What is significant is the approach to the condition, the duration where forgetting is conscious, before the condition already given is assumed always the given

Through repetition language becomes marked, departs from conventional social constructions

External travel was restricted

The dust the dust

What is significant is the southward encroachment, water sources turning saline, the thinning of vegetation, a blossoming tree we had never seen before

Pinned on its thorns birds, plumage blackened, eyes pitted

The news was of rapture, lights seen, plumes

Brother cast out by brother, to let the desert greet him

The condition has stabilized to that of a persisting epidemic

Death benefits to the bereaved have been eliminated

Reports revealed he was still conscious when dragged

Reports revealed the pit contained at least three-hundred

Reports revealed guidelines instructing the use of increased physical pressure

This included shabeh, gambaz, and tiltul

We are approaching a history

The lights the lights the lights were

Falling








2. An Autobiography


Geography is the primer for autobiography,
The mapping of a vicinity, what is
Kept in and cast out.

Who comes to the temple and who is barred,
The olive trees planted,
And those uprooted, cast in the desert.

Memory stricken, this story that waits
Has already been told,
But the words were lost as they were coming to us.

Waking, what were the names
Of the trees, the taste
Of salt licked from skin, the scent of sea blown in from a place called distance.

I am selfish, wanting this, constructing
Desire in the fold of want,
The trees, gone nameless, bend in the wind.

Asked if I had ever contemplated it, I said yes,
But knew I could never,
Since too much depended I thought on the next day.

The next day is a dream the gods have
Made their way
Across the desert, delicate and cruel, so much like ourselves.

They become us. For what else could the divine be
But the register
Of our failures, written in our own hand.
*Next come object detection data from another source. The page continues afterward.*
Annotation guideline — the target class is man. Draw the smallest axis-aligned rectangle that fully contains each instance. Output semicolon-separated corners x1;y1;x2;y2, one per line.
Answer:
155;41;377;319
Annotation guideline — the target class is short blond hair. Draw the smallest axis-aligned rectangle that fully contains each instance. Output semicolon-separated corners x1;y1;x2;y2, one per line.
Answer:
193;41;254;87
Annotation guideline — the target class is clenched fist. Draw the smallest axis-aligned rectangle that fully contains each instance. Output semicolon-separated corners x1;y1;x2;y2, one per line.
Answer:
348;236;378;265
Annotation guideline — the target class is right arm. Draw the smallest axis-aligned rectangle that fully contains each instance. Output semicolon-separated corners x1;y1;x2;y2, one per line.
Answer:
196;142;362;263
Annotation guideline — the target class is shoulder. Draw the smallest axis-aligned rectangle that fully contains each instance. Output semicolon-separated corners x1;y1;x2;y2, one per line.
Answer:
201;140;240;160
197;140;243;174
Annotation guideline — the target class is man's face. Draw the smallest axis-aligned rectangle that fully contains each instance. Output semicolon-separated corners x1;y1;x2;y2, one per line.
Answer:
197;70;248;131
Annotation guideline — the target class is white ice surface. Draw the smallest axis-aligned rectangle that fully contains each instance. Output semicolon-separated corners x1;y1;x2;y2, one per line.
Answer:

There is no single story, yours rests with
Mine, thigh to thigh,
A lamp swings above us, insects glitter briefly with what we remember.








3. Reliquaries


His limb, mine.
His water, mine.
His grove, mine.
His words and my words.
Two circles drawn, not touching.
His knife, mine.
Who will come to the altar first, with the first lamb, the first born, the first of the other
Will claim the land, the sun, the water
And wrap the other in ash and lice and burn
The claim to home and safe return
And set nothing there
As relic, the tracks leading into the hills
The only trace.
The land empty, ours.

A fossil—tooth or shell—wrapped
In cotton.
A digit, wrapped in linen, shrunken
Into amber hide.
Leaf, feather, blossom, pressed
Into the pages of a book.
Vial of sand, vial of salt, vial of water,
Sealed with wax.
Bone, maybe from femur or tibia, locked
In a hammered metal box.
Nail parings, a clutch of hair, bread, fish, the sediment
Of wine, a dried spot of semen or spit, a brick, blood on sheets,
Hypodermic, iv tubing, torn fabric, a photo of a child, a message written and lost,
The smell of honey and wet earth.

Break open the jars, the tombs.
Break open the houses, the books.
Break open the olive wood, the ground.
Break open the wounds, the lesions.
Break open the words, the seeds.
Scatter them until there is no history.
Until the faces are scrubbed out by sand.
The sand covers the roads,
And their tongue travels alone
In the beak of a crow.
This is the rule, the word,
The claim of one brother over another,
This is the story, the river that has no other
Side, no other ending, no law but this one.